Phil does make a good point at the end of his piece that I have often made; there was a time when the right was far more pro-science than the left.  It isn't simply that the right has been taken over by crazy people, though those that exist are certainly being pumped up by the media, it's instead that the political demographic of science shifted wildly to the left.   As a result, it's safe for Republicans not to stand up to Young Earth Creationists because it makes no difference; scientists are not voting for a Republican no matter what.   Ronald Reagan gave the greatest defense of basic research that any president has ever given and Pres. George W. Bush boosted NASA after a decline during the Clinton years and doubled funding for the NIH - but he was still labeled anti-science for taking the same kind of 'moral' position Mooney and Plait say is legitimate for PETA and others.

Likewise, Democrats do not stand up to their anti-science kooks because it would make no difference.   People on the left can rationalize that all they want, but it is still just rationalization.
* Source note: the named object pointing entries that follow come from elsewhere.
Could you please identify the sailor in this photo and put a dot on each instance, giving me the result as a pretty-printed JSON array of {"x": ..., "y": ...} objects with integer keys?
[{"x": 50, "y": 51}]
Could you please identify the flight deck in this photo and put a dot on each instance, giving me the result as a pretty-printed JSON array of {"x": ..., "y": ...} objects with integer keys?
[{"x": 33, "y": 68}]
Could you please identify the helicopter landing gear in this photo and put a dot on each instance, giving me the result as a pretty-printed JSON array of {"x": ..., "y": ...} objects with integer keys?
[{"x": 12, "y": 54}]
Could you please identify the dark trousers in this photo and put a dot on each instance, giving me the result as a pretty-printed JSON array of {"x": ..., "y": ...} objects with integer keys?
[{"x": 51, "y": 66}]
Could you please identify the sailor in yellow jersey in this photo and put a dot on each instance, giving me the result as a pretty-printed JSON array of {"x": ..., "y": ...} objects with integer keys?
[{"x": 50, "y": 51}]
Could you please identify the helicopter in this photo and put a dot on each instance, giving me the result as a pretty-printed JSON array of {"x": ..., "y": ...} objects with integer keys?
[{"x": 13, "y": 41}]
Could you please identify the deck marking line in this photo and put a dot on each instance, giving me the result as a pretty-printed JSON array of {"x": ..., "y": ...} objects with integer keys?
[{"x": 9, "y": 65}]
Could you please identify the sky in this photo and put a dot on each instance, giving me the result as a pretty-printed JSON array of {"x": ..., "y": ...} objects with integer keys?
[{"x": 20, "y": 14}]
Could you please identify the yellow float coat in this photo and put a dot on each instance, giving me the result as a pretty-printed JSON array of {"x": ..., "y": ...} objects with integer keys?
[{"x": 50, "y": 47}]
So who wins?  Is the left more anti-science than the right or vice-versa?  There is no way to find reliable data for this but we kind of know because we are all in science media and know the audience and read a great deal.  If I am submitting a 68% confidence interval answer based on experience, the left will have more anti-science positions than the right but the right will have more anti-science people.  Whichever side you regard as a greater threat is largely a matter of your personal preference.

Agree? Disagree?  Either way, I know how you vote.